И он начинает рассказывать о квантовой запутанности. При этом я вижу, как напряжённо работает его мысль, как хочет он отыскать повод отойти от привычного формата лекции, чтобы оправдать наше нахождение в этой аудитории без парт.
– Это удивительное дело, – рассказывает препод. – Представьте, два совершенно разных объекта, находящиеся на огромном расстоянии друг от друга, запутаны друг с другом. И, если один объект делает что-то одно, другой тут же делает нечто противоположное. Например, если одна монета падает вверх орлом, то другая, связанная с ней квантовой запутанностью монета должна тут же повернуться решкой.
– А давайте мы поищем такие монеты, – говорит Славик, доставая из кармана целую горсть мелочи.
– Увы, пример с монетами – не совсем корректный, так как монеты – это макроскопические объекты, а нас интересуют только квантово-механические системы.
– Эх, значит, я лоханулся! – говорит Славик.
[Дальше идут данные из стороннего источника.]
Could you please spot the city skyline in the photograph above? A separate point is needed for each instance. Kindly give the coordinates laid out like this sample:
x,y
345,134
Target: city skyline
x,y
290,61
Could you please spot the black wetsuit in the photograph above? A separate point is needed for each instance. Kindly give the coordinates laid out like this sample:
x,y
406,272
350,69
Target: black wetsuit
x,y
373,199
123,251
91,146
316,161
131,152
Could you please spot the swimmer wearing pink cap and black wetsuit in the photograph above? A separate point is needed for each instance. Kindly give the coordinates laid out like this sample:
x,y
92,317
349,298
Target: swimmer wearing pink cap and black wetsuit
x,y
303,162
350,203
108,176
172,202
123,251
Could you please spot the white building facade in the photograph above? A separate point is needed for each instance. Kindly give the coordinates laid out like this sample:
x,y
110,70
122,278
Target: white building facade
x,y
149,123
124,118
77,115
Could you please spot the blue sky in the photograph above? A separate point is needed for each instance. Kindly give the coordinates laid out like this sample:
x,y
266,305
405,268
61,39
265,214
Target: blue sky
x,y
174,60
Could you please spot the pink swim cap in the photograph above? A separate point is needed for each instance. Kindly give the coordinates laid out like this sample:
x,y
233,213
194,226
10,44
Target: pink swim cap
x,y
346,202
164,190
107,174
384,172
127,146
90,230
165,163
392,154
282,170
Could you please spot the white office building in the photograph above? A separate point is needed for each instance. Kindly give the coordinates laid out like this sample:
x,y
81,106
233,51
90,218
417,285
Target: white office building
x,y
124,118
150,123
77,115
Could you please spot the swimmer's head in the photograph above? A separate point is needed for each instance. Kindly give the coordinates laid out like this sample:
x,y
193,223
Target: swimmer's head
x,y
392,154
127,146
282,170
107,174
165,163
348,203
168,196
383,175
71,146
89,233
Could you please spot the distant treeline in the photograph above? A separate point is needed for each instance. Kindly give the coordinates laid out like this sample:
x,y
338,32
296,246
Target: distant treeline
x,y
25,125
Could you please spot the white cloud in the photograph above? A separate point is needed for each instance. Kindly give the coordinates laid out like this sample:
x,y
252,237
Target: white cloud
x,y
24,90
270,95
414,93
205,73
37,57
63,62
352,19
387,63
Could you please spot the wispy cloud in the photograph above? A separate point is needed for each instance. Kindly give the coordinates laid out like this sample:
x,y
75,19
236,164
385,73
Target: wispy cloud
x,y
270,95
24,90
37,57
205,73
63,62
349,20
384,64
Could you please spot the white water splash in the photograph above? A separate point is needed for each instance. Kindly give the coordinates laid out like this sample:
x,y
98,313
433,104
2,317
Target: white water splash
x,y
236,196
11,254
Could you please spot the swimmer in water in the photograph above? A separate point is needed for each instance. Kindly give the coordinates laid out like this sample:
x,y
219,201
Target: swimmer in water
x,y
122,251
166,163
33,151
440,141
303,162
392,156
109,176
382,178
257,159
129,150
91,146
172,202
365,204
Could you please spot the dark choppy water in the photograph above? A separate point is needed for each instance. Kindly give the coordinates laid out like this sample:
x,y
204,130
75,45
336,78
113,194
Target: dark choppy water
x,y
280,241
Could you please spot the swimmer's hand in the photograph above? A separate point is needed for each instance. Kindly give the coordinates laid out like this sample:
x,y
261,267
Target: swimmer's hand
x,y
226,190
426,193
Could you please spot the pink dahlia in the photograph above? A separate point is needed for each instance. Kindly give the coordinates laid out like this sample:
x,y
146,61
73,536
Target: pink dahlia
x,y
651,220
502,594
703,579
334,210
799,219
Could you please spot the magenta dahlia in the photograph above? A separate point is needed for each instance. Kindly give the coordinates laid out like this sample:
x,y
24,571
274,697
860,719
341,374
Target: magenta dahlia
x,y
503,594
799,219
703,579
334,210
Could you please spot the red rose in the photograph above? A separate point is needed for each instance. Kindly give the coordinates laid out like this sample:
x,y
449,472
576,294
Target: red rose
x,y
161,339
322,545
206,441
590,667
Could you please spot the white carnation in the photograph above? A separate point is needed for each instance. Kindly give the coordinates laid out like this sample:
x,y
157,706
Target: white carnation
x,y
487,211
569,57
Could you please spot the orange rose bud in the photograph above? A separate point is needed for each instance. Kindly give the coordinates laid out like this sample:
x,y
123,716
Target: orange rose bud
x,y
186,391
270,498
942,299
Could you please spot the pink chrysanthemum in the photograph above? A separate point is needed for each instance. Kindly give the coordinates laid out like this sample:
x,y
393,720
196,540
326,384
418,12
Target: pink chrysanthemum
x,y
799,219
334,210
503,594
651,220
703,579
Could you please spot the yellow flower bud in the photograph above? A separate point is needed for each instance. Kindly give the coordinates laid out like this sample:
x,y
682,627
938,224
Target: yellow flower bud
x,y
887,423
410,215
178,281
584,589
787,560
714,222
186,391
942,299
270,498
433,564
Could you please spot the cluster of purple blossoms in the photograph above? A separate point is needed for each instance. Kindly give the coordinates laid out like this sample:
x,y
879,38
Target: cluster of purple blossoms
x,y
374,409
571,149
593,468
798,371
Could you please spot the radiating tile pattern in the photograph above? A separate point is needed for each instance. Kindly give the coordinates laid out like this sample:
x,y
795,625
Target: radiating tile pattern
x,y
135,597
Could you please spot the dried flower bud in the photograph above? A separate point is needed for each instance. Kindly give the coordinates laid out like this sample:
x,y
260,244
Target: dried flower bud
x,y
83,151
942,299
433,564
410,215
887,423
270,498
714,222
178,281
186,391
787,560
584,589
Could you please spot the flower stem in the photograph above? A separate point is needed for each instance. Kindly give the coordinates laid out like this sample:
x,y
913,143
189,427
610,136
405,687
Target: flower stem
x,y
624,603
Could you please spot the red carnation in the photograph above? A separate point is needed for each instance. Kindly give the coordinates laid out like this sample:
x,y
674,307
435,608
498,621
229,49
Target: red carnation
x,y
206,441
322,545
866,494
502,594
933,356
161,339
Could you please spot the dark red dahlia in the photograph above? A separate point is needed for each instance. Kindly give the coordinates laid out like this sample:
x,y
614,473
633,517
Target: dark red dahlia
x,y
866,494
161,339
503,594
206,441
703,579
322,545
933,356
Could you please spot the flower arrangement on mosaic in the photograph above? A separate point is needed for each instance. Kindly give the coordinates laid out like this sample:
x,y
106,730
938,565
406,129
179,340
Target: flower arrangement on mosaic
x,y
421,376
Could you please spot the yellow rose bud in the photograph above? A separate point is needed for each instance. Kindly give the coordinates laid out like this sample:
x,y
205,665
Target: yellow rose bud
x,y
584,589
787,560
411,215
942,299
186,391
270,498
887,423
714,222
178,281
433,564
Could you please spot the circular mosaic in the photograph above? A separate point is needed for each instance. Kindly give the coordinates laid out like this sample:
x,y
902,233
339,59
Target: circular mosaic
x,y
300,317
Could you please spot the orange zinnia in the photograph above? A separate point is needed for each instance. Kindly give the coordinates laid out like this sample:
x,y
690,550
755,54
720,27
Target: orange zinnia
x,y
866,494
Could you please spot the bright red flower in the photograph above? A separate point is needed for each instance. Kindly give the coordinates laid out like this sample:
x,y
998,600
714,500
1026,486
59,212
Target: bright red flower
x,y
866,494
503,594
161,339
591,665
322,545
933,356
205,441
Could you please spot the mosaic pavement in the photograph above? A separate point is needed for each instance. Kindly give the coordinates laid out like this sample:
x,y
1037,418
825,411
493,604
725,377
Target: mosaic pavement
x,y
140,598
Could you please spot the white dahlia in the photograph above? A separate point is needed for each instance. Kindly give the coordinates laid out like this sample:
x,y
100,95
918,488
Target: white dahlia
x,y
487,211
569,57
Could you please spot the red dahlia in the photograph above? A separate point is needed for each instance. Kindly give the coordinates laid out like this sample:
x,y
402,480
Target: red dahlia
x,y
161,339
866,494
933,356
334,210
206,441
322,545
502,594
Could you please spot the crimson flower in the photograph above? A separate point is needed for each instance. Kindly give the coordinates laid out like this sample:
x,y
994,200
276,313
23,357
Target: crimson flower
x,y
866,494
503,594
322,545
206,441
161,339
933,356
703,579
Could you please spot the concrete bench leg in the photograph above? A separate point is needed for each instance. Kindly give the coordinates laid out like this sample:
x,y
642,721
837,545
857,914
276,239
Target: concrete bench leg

– Нет, вы не лоханулись; вы сделали предположение. И в этом вы не одиноки. Многие даже очень серьёзные учёные не сомневаются в том, что макроскопические объекты тоже обладают квантово-механическими свойствами. Но наука в настоящий момент не способна их обнаружить. Думаю, не получится их обнаружить и нам в этой аудитории, так что давайте не будем пробовать. Кстати, некоторые учёные полагают, что наше сознание – квантовое. Пожалуй, с этого надо было начинать сегодняшнюю лекцию, ведь вам, психологам, должно быть интересно всё, связанное с сознанием. Правда, я не верю этим учёным-адептам квантового сознания; мне кажется, наш мозг – это нечто тяжёлое, неповоротливое, не обладающее необходимой концентрацией, прямо-таки противоположное квантово-механичеким системам, не способное моментально реагировать на изменения, происходящие в… запутанности, даже если под запутанностью понимать ближайшее окружение хозяина мозга, его привычную среду. Чтобы вы поняли эту мою мысль, давайте поиграем в игру; неслучайно же в этой аудитории нет парт.